Outros 16 pacientes no mundo também são considerados curados. Quatorze soropositivos que participaram do estudo francês intitulado Coorte VISCONTI, uma bebê do estado americano do Mississippi, cuja mãe não sabia ser soropositiva, e um indivíduo alemão de 67 anos de idade são considerados pacientes “em remissão” ou “curados funcionalmente”, isto é, possuem o vírus, mas em quantidade tão insignificante que este não consegue estabelecer uma infecção propriamente dita.

Esses casos são importantes porque, além de oferecer uma compreensão sobre os avanços no tratamento e na pesquisa da cura do HIV, fazem-nos lembrar da eficácia significativa da profilaxia. A bebê do Mississippi, por exemplo, foi tratada com antirretrovirais imediatamente após seu nascimento, mesmo antes que se identificasse seu status sorológico. Este procedimento é similar ao que, no Brasil, é oferecido pela rede pública a todos aqueles que passam por uma clara situação de risco, chamado de profilaxia pós-exposição.
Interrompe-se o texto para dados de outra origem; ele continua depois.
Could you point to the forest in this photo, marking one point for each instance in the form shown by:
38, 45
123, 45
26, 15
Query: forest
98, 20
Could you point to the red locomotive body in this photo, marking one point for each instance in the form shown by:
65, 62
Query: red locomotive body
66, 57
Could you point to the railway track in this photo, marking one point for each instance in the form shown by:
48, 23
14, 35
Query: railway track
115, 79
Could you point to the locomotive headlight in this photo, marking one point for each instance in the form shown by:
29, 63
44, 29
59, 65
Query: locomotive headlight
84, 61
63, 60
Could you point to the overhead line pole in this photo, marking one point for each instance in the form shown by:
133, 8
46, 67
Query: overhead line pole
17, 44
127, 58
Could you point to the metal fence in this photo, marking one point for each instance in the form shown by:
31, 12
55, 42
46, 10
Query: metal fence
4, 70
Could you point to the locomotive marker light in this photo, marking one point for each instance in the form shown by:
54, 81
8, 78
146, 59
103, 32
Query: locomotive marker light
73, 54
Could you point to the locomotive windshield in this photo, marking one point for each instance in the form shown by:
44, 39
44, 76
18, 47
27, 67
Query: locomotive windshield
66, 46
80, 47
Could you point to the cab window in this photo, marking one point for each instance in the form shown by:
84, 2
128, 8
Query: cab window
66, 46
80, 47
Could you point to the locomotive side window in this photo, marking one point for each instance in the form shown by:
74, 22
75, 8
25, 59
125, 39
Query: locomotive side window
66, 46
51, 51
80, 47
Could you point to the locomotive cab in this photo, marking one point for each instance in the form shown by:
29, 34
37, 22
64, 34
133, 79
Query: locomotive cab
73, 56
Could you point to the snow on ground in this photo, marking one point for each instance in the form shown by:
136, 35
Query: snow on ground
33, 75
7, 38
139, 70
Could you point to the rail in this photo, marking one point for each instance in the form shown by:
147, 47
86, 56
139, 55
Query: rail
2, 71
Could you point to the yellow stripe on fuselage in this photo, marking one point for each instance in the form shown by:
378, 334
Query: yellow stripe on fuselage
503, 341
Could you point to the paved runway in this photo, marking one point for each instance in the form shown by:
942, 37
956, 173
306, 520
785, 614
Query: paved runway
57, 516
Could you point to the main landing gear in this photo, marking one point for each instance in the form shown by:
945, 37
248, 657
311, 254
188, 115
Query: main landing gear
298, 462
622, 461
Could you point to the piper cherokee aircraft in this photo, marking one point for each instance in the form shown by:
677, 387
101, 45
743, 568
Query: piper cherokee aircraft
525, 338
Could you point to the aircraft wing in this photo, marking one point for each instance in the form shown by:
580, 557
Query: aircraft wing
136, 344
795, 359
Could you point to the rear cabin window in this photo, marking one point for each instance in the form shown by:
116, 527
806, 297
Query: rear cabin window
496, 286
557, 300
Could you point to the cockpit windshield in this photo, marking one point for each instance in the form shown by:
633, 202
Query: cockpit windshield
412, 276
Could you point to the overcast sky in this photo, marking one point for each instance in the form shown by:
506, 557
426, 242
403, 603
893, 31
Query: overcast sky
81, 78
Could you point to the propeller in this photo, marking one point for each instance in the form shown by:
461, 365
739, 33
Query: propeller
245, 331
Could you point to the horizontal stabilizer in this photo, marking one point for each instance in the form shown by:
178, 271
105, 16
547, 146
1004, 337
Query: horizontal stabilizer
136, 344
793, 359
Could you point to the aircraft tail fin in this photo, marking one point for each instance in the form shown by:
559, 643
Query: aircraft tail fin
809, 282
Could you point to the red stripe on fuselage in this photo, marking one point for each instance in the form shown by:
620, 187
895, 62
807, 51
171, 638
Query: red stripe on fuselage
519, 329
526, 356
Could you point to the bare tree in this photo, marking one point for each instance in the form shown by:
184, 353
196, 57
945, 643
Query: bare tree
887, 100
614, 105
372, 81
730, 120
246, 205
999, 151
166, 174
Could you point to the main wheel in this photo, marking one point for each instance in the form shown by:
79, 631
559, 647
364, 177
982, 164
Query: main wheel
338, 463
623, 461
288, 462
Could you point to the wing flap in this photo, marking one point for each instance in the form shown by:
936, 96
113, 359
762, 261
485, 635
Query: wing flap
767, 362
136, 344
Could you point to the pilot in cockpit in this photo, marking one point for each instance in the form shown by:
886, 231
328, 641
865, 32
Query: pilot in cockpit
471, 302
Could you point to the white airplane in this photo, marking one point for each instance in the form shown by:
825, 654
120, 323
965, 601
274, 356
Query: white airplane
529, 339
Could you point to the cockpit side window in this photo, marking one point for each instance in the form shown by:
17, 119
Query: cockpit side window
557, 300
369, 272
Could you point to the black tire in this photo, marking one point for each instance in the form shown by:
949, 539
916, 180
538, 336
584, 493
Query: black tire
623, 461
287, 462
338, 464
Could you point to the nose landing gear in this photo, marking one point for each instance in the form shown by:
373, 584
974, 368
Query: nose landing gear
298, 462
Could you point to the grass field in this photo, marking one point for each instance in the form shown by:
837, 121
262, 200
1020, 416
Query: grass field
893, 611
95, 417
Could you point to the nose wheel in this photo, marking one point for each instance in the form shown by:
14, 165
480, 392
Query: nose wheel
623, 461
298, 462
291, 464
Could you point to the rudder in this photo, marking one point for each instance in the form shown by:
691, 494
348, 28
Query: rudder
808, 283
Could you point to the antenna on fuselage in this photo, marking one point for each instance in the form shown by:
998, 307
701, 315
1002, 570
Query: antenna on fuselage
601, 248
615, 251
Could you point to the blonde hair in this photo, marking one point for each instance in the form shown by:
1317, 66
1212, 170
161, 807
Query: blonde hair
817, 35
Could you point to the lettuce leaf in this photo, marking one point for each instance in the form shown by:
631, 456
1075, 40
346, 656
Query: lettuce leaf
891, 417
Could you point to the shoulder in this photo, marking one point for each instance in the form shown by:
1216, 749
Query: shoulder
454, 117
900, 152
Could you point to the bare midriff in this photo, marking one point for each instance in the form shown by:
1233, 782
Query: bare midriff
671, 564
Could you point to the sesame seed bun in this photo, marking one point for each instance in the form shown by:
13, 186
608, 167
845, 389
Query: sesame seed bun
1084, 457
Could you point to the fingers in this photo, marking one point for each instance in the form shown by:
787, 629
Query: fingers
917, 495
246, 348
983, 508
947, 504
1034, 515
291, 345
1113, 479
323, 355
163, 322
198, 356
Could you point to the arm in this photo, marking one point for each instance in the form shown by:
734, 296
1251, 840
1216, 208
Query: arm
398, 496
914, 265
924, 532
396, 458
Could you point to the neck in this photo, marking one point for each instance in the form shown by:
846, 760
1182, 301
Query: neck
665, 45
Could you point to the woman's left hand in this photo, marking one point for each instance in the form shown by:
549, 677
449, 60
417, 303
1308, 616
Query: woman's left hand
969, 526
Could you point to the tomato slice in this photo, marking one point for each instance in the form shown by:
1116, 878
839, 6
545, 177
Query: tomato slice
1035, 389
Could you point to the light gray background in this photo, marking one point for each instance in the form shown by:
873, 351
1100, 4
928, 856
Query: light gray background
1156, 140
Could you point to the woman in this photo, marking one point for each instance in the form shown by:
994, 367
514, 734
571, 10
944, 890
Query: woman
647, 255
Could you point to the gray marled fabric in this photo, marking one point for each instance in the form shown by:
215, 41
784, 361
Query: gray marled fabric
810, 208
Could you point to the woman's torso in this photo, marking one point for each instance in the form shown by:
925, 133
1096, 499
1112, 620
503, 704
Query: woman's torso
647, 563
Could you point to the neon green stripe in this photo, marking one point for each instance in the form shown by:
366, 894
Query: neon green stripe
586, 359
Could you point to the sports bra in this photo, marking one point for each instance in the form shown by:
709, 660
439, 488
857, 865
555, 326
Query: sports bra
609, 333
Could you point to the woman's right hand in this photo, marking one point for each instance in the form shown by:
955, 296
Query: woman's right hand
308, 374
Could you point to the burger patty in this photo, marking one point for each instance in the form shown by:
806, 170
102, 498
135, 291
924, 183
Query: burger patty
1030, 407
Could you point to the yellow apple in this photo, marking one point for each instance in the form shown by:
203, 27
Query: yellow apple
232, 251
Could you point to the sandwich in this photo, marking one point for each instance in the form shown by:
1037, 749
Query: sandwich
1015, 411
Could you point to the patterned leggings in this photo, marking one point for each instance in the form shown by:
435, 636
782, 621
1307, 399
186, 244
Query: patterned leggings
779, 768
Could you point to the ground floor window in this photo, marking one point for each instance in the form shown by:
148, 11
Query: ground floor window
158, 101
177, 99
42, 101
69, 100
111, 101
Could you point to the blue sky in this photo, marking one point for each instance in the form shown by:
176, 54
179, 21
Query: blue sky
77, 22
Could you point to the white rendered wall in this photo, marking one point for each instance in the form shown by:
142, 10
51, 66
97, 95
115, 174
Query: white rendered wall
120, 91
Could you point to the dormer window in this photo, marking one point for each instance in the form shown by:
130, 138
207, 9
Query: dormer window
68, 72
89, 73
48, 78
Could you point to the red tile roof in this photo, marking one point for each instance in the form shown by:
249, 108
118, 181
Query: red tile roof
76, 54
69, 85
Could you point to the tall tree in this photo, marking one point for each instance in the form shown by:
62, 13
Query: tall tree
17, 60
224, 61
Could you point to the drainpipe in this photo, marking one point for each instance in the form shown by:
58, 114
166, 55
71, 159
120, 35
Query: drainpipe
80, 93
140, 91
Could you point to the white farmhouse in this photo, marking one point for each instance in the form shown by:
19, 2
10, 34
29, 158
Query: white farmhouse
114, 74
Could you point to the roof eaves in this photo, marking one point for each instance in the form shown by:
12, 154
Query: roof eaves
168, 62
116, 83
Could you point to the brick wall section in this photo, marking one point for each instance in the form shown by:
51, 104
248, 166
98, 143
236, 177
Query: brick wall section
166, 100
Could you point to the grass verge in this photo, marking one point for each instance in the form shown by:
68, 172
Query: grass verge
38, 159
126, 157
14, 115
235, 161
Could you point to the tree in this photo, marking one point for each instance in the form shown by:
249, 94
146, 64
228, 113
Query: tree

Se administrada em até 72 horas da possível exposição ao vírus e mantida pelo paciente seguindo as corretas orientações médicas ao longo das semanas seguintes, ela pode prevenir completamente a infecção do HIV. Graças à grande eficácia dos antirretrovirais, também discute-se hoje o uso da profilaxia pré exposição, isto é, o uso destes medicamentos para situações de conhecida ou premeditada exposição ao risco, como, por exemplo, no caso de casais sorodiscordantes que querem ter filhos, mas não têm obtido sucesso ou não possuem recursos para a inseminação artificial ou, nos casos em que o parceiro soropositivo é o homem, a inseminação artificial com lavagem de sêmen.

Noutras palavras, a ciência e a medicina já oferecem condições plenamente seguras para que todos convivam bem o HIV. Temer o vírus é natural, mas não é preciso temer quem o porta. Enquanto soropositivos devem se tratar, todos devemos sempre nos prevenir. Por sua vez, aqueles que não sabem qual é exatamente sua condição sorológica devem procurar sabê-la, em prol de sua própria saúde e do controle da epidemia no mundo.

É preciso ter em mente que basta usar a camisinha para se proteger e que a falha, a qual bem sei que é tão humana, virá. Nessas condições, lembre-se da profilaxia e não exponha parceiros e parceiras ao risco até ter ciência de seu estado de saúde. No caso de um eventual diagnóstico positivo você certamente vai chorar e sentir medo, claro. Mas, com o tempo, garanto, perceberá que este vírus não muda tanta coisa em sua vida — nada além da necessidade de cuidar da saúde, tomar as medicações todos os dias e fazer os exames de controle a cada três ou quatro meses. E, quando resolver contar a parceiros e parceiras sobre sua condição sorológica, ouvirá, assim como eu ouço “como você pegou HIV?” A resposta, pura e simples, é apenas: transei sem camisinha.